Der Kodex der Moderaten

Und damit war es für Klamme-Mike auch schon wieder aus mit der Politik – zumindest bei den Moderaten. Parteichef Lars Løkke Rasmussen hat ihn hochkant rausgeschmissen. Zwar verstößt Sex mit einer 15-Jährigen nicht gegen das Gesetz, aber gegen den Ehrenkodex der Partei.

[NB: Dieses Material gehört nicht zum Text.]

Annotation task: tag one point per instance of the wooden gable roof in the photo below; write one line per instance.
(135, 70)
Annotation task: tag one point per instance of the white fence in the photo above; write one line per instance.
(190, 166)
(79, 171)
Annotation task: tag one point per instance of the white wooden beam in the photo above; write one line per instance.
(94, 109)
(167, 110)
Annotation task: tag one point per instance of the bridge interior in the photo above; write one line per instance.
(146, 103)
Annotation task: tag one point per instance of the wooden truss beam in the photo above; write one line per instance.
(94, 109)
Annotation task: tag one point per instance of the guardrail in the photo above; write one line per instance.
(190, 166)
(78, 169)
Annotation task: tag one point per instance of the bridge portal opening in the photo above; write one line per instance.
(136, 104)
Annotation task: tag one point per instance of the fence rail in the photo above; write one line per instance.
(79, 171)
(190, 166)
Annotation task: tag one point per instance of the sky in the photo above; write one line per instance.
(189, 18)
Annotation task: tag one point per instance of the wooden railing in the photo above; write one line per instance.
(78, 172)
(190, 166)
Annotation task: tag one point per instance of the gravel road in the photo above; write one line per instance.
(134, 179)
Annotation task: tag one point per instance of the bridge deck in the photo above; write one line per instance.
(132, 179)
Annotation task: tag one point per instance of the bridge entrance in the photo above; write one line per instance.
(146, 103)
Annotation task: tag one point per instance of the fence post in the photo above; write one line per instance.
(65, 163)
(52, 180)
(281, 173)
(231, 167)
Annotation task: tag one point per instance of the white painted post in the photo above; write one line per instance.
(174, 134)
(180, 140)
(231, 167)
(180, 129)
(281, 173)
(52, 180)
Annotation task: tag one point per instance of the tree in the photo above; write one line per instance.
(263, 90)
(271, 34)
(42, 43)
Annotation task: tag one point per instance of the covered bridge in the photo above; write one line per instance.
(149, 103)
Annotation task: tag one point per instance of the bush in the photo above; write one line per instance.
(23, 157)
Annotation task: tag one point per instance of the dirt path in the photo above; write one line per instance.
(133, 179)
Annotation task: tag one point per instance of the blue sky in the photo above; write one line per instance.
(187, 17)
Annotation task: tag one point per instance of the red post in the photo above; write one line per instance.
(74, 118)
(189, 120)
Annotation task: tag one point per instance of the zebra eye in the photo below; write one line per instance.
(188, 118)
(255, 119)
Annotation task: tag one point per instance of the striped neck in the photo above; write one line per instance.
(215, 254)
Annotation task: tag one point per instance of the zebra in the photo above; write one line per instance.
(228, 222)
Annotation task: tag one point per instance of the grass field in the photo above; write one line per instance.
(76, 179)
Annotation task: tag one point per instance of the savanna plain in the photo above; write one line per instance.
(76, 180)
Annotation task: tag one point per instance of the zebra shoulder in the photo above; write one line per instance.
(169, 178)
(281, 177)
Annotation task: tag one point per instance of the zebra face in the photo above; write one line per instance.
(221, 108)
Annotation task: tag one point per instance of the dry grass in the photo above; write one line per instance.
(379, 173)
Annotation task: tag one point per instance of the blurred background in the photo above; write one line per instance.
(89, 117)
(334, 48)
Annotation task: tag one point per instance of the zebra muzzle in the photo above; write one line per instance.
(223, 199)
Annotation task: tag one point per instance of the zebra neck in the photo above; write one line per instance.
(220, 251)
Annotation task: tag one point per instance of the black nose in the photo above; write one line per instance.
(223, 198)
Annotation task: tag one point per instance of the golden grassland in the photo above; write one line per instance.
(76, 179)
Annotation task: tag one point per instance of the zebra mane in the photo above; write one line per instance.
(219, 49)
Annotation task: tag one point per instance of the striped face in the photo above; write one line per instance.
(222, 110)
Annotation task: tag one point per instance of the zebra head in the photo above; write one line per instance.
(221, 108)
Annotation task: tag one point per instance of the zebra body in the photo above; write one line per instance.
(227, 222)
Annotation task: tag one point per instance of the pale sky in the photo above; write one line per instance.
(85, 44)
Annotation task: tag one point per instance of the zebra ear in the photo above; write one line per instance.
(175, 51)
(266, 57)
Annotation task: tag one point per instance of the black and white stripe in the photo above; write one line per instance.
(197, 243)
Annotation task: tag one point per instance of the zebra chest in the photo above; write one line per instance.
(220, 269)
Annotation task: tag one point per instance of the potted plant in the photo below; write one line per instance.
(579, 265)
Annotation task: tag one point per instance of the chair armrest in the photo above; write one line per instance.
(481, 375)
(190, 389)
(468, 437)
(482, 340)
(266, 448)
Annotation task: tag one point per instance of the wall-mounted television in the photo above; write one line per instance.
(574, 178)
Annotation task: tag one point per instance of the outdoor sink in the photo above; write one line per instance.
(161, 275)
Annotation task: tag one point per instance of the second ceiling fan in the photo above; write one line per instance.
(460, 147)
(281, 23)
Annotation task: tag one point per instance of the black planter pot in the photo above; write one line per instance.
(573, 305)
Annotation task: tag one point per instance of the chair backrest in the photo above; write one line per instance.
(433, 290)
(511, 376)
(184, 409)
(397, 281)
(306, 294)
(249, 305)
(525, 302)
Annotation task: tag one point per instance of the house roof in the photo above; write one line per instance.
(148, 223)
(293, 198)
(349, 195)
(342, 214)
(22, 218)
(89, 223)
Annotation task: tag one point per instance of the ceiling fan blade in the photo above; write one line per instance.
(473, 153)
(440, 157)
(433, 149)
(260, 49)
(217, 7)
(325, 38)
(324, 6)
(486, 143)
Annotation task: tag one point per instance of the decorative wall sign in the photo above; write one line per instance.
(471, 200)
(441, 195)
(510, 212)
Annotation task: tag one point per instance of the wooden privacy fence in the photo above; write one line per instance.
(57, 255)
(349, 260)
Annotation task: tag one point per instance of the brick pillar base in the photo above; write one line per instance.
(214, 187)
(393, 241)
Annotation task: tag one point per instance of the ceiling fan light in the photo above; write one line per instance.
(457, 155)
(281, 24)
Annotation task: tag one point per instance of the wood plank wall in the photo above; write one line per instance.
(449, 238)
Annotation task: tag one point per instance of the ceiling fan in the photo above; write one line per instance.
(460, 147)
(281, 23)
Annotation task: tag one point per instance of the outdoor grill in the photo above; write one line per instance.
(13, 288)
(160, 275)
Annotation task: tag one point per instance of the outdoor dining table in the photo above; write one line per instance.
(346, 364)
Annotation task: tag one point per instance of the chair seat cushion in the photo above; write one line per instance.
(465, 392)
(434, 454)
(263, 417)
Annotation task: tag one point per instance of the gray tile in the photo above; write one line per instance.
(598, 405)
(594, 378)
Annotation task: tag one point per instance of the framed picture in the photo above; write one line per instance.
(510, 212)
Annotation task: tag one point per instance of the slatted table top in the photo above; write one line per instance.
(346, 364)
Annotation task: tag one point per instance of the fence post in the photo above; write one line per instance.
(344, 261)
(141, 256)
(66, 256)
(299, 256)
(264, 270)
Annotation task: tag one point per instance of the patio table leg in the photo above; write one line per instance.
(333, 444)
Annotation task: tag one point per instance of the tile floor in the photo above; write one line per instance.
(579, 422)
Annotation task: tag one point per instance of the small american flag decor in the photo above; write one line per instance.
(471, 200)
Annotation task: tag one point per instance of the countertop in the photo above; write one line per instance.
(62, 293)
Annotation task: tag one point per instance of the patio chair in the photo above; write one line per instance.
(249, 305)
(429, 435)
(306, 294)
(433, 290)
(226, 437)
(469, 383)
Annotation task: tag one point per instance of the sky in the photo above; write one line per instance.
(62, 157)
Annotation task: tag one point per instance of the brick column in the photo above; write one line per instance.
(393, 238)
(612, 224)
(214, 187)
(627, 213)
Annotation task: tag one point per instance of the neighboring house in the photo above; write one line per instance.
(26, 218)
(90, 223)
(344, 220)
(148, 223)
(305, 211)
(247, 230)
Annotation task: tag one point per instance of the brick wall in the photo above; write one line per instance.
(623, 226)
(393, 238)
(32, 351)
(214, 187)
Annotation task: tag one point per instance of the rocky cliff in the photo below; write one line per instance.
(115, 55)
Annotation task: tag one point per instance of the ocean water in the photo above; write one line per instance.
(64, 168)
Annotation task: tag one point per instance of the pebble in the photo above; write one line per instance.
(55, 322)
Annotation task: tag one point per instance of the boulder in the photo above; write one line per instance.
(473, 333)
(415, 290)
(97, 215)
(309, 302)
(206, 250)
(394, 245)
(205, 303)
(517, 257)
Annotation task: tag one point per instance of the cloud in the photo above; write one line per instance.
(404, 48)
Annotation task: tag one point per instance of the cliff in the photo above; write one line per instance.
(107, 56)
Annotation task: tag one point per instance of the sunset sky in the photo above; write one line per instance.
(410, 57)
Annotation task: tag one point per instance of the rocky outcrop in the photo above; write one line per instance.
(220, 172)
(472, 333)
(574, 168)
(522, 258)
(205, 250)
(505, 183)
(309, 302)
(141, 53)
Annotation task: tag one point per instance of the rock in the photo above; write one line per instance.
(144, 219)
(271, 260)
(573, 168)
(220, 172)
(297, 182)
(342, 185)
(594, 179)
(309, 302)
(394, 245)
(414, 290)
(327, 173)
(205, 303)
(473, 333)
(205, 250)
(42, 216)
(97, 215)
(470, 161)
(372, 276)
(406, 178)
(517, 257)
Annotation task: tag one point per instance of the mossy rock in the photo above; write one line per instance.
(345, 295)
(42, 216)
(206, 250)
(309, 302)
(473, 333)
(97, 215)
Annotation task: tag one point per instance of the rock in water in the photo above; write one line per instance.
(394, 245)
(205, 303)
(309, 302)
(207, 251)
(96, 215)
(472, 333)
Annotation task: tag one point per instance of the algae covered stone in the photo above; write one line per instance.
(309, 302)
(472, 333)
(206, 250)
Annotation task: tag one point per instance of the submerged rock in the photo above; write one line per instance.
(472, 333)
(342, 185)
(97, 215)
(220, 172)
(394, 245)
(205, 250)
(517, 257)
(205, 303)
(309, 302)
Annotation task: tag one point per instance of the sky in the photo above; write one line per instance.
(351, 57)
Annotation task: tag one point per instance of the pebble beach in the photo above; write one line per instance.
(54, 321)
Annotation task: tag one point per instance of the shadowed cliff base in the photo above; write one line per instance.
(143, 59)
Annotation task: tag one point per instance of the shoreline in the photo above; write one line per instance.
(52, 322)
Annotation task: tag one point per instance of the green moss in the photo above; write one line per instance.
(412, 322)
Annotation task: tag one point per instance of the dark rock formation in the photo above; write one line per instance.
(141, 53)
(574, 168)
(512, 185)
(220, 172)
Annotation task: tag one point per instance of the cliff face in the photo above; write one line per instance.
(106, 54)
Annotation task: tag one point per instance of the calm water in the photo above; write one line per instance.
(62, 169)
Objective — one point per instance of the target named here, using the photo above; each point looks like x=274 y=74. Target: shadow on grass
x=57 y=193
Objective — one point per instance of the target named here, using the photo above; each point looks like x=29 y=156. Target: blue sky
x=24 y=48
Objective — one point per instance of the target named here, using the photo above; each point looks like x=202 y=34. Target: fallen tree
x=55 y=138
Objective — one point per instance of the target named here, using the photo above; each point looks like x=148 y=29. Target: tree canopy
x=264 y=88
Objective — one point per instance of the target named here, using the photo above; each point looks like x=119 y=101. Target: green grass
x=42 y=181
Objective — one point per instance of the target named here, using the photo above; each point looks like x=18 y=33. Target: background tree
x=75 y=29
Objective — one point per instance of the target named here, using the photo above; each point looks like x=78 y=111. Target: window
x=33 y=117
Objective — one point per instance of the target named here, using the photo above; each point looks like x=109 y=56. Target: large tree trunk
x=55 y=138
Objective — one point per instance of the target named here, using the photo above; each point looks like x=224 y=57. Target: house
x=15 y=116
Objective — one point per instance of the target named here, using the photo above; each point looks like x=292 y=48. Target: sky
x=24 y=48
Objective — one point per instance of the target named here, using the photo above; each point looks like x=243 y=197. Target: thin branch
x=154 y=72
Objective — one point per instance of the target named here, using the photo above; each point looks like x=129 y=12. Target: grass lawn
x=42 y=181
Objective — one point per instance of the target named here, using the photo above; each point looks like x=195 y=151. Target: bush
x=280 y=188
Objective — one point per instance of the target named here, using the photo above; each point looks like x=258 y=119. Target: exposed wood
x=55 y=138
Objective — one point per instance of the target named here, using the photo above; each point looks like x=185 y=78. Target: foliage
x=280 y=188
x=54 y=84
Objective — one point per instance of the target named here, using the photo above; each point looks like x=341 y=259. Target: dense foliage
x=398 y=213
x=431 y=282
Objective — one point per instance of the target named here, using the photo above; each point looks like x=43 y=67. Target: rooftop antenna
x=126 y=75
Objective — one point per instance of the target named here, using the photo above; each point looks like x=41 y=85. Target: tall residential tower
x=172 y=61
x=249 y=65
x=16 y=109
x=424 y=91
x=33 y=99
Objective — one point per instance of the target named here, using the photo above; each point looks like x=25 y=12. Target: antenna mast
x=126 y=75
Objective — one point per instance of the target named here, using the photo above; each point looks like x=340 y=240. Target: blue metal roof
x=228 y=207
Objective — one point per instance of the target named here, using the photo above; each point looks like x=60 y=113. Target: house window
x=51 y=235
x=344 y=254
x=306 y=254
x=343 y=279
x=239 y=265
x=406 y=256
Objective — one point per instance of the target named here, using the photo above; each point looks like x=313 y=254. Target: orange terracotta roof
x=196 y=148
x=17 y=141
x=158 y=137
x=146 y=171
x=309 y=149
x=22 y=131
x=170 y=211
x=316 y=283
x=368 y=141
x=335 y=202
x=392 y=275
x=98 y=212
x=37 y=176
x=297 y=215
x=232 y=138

Den hatte Fonseca aber anscheinend nicht so genau durchgelesen. Da muss man ihm aber – neben allem anderen – sträfliche Nachlässigkeit vorwerfen. Denn es gab vor ihm schon einen Abgeordneten, der über den Kodex aus der Partei gestolpert ist.

Der Fall Jon Stephensen

Jon Stephensen hatte einem 19-jährigen weiblichen Parteimitglied in einer SMS geschrieben, sie sei „hübsch mit dem heißesten Körper (lækreste krop)“. Mit ihm hatte Løkke zunächst noch Geduld. Er gewährte ihm eine „Denkpause“ in Form einer Beurlaubung. Das Denken hat ihm jedoch offensichtlich nicht so viel genützt: Noch vor seiner Rückkehr ins Folketing trat er aus der Fraktion aus – nachdem diese ihm mit dem Zaunpfahl mehr als nur zugewinkt hatte.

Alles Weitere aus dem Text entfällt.